Vikesh plans to use the PhotoWork Senior Fellowship to refine the maquette for his photobook Hello, my soft corner!, a personal narrative tracing his parents’ migration from India to rural Pennsylvania, his mother’s death, and his father’s life continuing on without her. The book asks what the pursuit of the American Dream looks like at the end of a life.

Website | Instagram


Pete Pin was born in 1982 in the Khao-I-Dang refugee camp on the Cambodia–Thailand border. Raised in Stockton, California, after his family’s resettlement as refugees, his work centers on memory, migration, and intergenerational trauma. A high school dropout, he later graduated from the University of California, Berkeley, and earned an MFA in Photography from the University of Hartford.

Pete’s work, which draws on personal and collective histories of the Cambodian diaspora, has been supported by institutions including the Magnum Foundation and Open Society Foundations and exhibited widely. Rooted in both family narrative and broader cultural inquiry, his practice treats photography as a vehicle for transmitting and transforming inherited memory, engaging ideas of post-memory, trauma, and the possibility of repair across generations. Pete lives in the Hudson with his wife, their two children, their dog Otis and a cat named Grace.

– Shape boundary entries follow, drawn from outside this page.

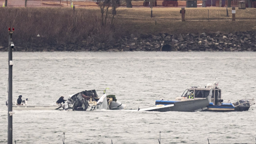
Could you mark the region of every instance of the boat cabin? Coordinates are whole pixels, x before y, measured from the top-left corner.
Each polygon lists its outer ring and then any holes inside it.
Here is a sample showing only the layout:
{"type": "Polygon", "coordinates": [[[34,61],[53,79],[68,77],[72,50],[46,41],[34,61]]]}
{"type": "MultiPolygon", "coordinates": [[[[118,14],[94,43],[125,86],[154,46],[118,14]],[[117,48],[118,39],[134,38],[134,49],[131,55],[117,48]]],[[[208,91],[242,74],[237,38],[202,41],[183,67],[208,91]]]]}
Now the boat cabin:
{"type": "Polygon", "coordinates": [[[208,84],[204,88],[192,87],[187,89],[181,95],[181,100],[188,100],[206,98],[209,95],[211,88],[212,88],[212,92],[211,102],[214,105],[221,104],[221,103],[223,102],[223,100],[221,99],[221,90],[219,89],[216,85],[212,86],[208,84]]]}

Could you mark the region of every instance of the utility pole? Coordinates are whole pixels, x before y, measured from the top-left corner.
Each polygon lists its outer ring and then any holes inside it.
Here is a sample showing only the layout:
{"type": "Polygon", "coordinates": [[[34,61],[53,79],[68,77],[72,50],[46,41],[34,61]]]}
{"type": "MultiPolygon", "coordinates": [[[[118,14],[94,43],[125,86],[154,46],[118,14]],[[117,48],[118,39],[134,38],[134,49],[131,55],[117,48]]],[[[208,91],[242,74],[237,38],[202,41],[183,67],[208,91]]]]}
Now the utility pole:
{"type": "MultiPolygon", "coordinates": [[[[7,0],[6,0],[6,1],[7,0]]],[[[9,73],[8,76],[8,144],[12,144],[12,48],[14,45],[12,42],[12,33],[14,28],[8,29],[9,40],[8,41],[8,62],[9,64],[9,73]]]]}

During the fellowship, Pete will further develop his ongoing project That Was Then This Is Now, exploring the fragmented geography of memory and inheritance connected to his own family story, refining a book maquette that weaves together photographs made in Cambodia and the United States. He will use the fellowship period to re-edit and experiment with the material, deepening the project’s structure and visual language through sustained editorial dialogue.